On dit que le mot (« stratégie de la corde raide ») fut inventé à l’occasion du congrès de Berlin de juillet 1878 pour caractériser la posture de négociation de Disraeli. Il s’agissait de faire plier les Russes trop exigeants vis-à-vis de l’Empire ottoman. Le locataire de Downing Street voulait alors que la Bulgarie ne soit ni grande, ni indépendante de la Sublime Porte. Alors, à l’appui de ces préalables, on menaçait de rentrer à Londres pour déclarer la guerre à la Russie et on faisait préparer le train du Premier ministre. Le tsar cédait. Disraeli reçu l’ordre de la jarretière. Sadate fit de même à Camp David un siècle plus tard en septembre 1978, pas de train mais l’avion. Les ficelles s’usent peu surtout si elles sont grosses.

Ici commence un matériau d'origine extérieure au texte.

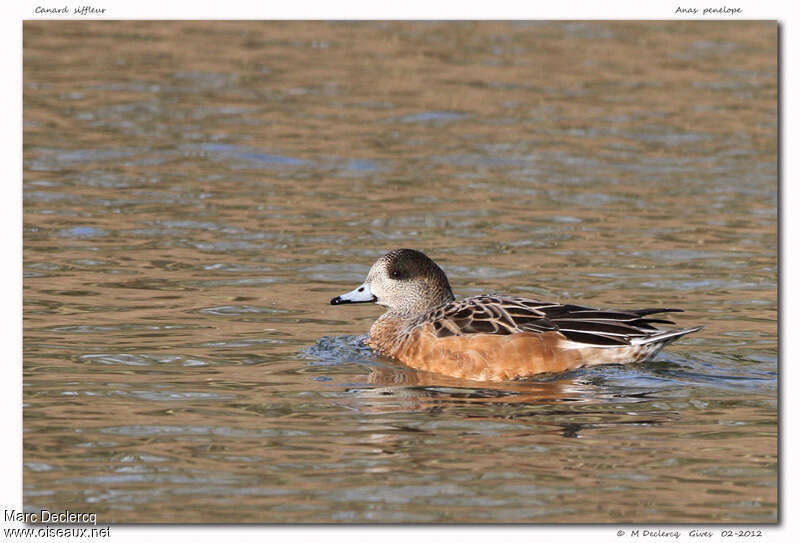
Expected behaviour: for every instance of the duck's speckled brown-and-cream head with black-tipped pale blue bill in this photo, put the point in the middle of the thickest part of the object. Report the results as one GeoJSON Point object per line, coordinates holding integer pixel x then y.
{"type": "Point", "coordinates": [405, 281]}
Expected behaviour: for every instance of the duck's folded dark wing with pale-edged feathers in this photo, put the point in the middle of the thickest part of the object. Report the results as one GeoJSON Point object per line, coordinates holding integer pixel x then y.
{"type": "Point", "coordinates": [511, 315]}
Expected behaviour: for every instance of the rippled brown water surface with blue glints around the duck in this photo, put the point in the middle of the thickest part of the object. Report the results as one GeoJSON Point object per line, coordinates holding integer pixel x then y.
{"type": "Point", "coordinates": [196, 192]}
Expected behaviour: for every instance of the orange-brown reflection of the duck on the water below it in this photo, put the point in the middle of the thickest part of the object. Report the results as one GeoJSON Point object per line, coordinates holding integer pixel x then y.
{"type": "Point", "coordinates": [566, 405]}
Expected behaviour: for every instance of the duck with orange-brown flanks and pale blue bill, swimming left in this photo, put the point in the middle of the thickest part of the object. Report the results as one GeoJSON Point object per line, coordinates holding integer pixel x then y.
{"type": "Point", "coordinates": [494, 337]}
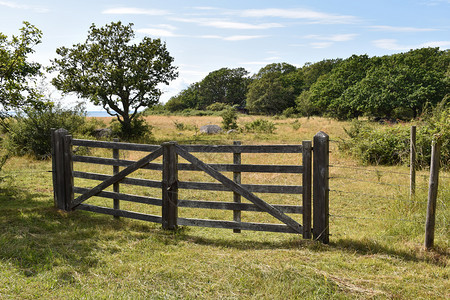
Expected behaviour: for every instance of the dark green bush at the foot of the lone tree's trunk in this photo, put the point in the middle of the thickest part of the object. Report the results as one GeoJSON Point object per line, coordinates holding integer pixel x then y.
{"type": "Point", "coordinates": [137, 131]}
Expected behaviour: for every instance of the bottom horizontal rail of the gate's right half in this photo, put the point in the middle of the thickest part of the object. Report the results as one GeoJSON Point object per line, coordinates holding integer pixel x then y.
{"type": "Point", "coordinates": [236, 225]}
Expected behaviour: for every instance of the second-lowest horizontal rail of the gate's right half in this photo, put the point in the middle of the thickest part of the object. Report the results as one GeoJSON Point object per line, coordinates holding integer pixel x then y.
{"type": "Point", "coordinates": [290, 209]}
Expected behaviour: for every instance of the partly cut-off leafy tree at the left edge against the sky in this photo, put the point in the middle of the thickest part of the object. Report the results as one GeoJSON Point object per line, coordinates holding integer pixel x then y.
{"type": "Point", "coordinates": [16, 72]}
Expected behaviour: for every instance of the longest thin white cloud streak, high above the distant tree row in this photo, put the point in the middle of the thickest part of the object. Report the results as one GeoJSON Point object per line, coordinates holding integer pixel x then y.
{"type": "Point", "coordinates": [305, 14]}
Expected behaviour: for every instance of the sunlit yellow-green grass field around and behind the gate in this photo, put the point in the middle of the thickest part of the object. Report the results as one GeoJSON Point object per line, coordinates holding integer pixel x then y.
{"type": "Point", "coordinates": [375, 250]}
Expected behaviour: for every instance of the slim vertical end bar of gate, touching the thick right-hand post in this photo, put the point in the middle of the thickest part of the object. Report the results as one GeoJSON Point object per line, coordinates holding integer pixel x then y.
{"type": "Point", "coordinates": [306, 183]}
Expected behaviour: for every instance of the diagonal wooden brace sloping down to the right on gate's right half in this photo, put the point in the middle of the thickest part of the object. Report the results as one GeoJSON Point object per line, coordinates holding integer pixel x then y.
{"type": "Point", "coordinates": [239, 189]}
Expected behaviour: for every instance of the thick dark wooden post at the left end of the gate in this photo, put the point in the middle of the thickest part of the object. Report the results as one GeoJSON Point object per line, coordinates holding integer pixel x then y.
{"type": "Point", "coordinates": [62, 167]}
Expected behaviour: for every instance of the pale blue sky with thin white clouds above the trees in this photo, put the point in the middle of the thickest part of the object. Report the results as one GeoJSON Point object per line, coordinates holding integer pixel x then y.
{"type": "Point", "coordinates": [204, 36]}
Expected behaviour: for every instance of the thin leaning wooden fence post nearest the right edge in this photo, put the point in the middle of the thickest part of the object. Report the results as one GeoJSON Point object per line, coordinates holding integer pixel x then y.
{"type": "Point", "coordinates": [432, 193]}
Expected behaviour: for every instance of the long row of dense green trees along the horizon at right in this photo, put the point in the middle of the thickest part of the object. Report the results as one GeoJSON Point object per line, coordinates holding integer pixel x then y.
{"type": "Point", "coordinates": [392, 86]}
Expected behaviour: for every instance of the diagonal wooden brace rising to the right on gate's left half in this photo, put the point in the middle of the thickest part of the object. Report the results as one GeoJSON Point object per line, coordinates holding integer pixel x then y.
{"type": "Point", "coordinates": [119, 176]}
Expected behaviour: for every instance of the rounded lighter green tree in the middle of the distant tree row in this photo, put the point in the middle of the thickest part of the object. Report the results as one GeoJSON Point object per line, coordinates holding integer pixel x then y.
{"type": "Point", "coordinates": [273, 89]}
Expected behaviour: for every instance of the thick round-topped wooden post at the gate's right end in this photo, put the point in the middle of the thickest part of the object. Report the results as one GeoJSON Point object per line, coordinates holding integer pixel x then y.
{"type": "Point", "coordinates": [321, 187]}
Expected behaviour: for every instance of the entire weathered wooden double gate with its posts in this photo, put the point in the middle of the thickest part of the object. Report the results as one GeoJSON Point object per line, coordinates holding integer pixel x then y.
{"type": "Point", "coordinates": [314, 210]}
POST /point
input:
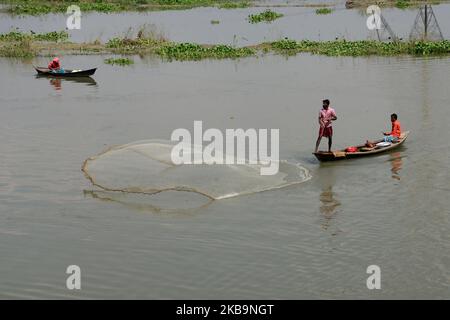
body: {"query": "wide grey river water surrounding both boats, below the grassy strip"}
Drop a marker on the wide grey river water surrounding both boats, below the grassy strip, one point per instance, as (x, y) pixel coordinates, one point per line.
(312, 240)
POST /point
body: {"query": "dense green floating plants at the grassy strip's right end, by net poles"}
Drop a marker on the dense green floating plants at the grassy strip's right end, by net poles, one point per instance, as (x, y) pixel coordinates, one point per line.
(361, 48)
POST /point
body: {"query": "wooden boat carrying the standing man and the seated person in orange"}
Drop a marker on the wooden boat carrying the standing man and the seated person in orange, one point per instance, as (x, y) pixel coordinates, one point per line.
(363, 151)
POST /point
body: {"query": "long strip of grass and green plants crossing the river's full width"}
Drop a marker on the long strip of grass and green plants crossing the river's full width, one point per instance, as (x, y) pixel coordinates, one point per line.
(16, 44)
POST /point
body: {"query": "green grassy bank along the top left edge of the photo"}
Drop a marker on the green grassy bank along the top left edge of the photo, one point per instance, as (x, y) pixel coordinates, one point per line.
(37, 7)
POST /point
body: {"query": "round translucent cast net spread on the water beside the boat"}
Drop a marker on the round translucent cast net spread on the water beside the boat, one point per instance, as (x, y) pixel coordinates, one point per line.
(146, 167)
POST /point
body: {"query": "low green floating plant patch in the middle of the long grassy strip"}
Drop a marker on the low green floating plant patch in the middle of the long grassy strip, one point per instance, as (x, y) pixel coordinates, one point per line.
(192, 51)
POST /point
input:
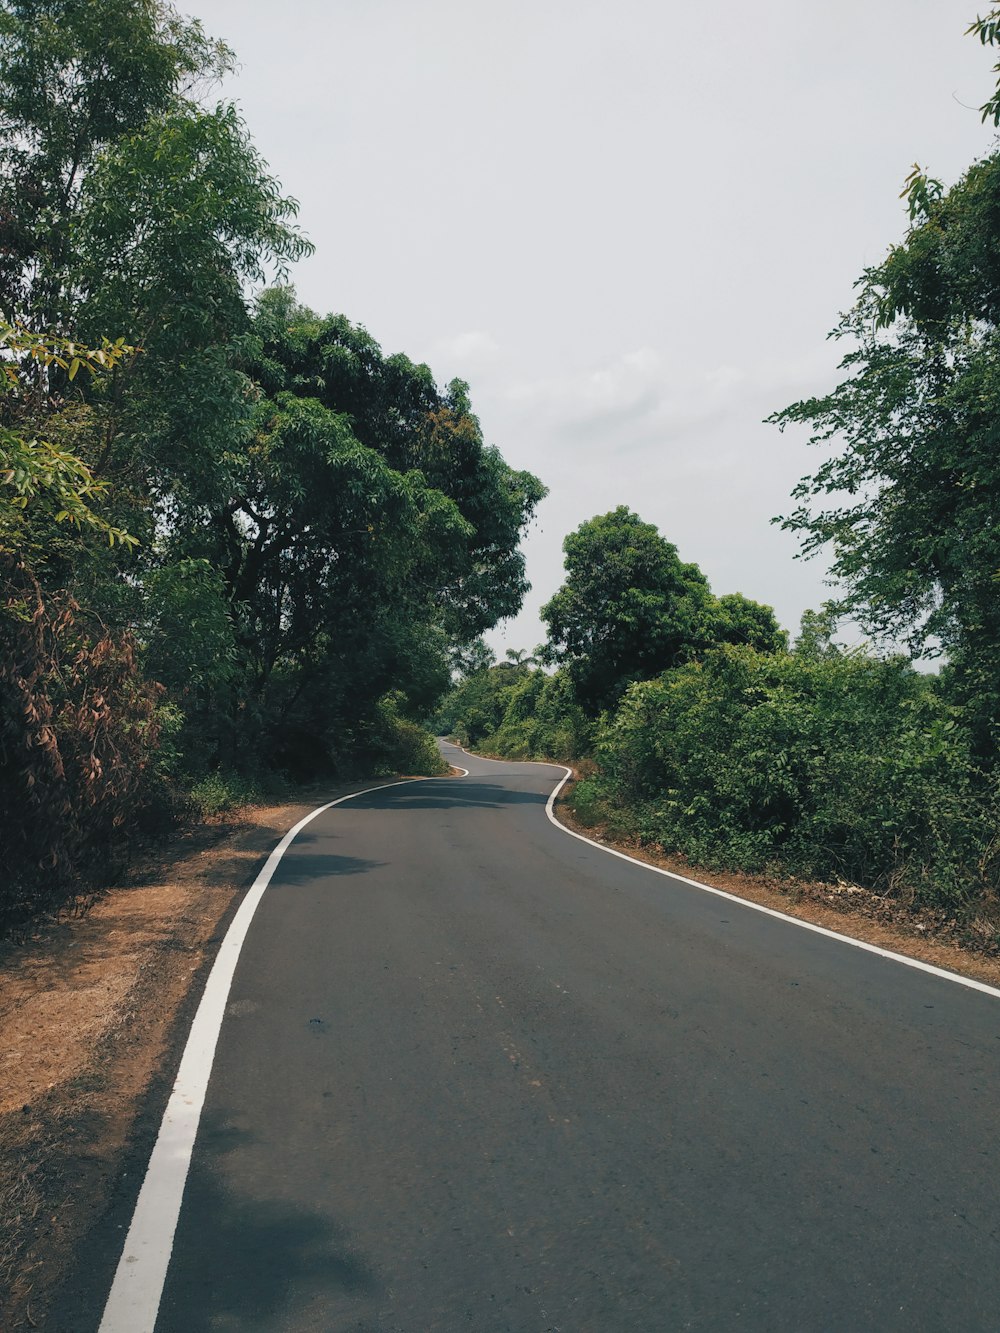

Aujourd’hui, le gouvernement de Sa Majesté va encore plus loin. En se libérant d’une parole signée il y a peu, il veut forcer à la renégociation ou à l’élimination du « protocole nord-irlandais », partie des accords du Brexit. Ce protocole, qui laisse la dernière colonie européenne de Grande-Bretagne dans le marché unique, suppose une frontière en mer d’Irlande, donc à l’intérieur du Royaume-Uni. Cette frontière non tarifaire sert seulement à vérifier la conformité des marchandises mais elle ralentit et complique les mouvements de biens. Son application balbutiante a privé les clients des supermarchés de Belfast de saucisses anglaises !
Plus sérieusement, vue – assez justement – comme prélude à une unification de l’Irlande, la barrière est violemment contestée, particulièrement par les unionistes protestants. C’est leur parti, le DUP, qui gouverne la province, qui mène la fronde. Son électorat fut celui qui vota massivement non aux accords de paix du 10 avril 1998 (de l’ordre de 1/3 du total des voix non-irlandaises). Ses proximités avec des groupes paramilitaires potentiellement terroristes se retrouvent depuis quelques semaines dans des graffitis apparus sur le port de Belfast et qui menacent spécialement les vérificateurs européens.
Les catholiques nord-irlandais, eux aussi liés à des groupes d’obédience terroriste, parlent plus bas mais savent qu’une suppression du protocole se traduirait par le rétablissement de l’ancienne frontière et mécaniquement par le retour de la guerre entre Irlandais. Eux non plus ne semblent pas craindre de nouveaux affrontements, qui d’après eux serviraient la cause de l’unification de l’île.
Le gouvernement de Dublin veut éloigner le calice de la guerre en faisant appel à Washington, architecte de l’accord de paix du Vendredi saint. Joe Biden, catholique d’ascendance irlandaise, leur semble un bon allié.
Boris Johnson, en bon anglais cultivé, sait combien l’Irlande est un sujet dangereux et épineux pour le Royaume. En nommant Lord Frost comme négociateur, il pratique le « Brinkmanship ».
Lord Frost a été celui qui, l’été dernier, a conduit le gouvernement britannique dans la négociation du Brexit à ouvertement violer la loi internationale, précisément à propos de l’Irlande du Nord. Il vient de réitérer, en s’affranchissant au moins jusqu’au prochain automne, de l’application du protocole nord-irlandais dont l’encre est à peine sèche. Ce faisant il accentue la pression sur l’Eire et l’Union européenne, forcées soit de s’aplatir, soit de rétablir une frontière entre les deux Irlandes et de se voir accuser de relancer la guerre.
A Berlin, le tsar fut prompt à lâcher. Cerise sur le gâteau britannique, de façon erronée, il attribua le chantage à Bismarck. Trente ans plus tard, les Balkans flambaient à nouveau, contribuant à sceller peu après l’alliance des empires centraux dont nous payons encore les scories aujourd’hui.
Le chantage britannique à propos de l’Irlande du Nord est intolérable dans son principe, entre alliés et voisins. Les risques de guerre qu’il véhicule sont indécents vis-à-vis des populations directement en cause et des Européens au sens le plus large. Bruxelles et l’Union européenne ne doivent pas céder.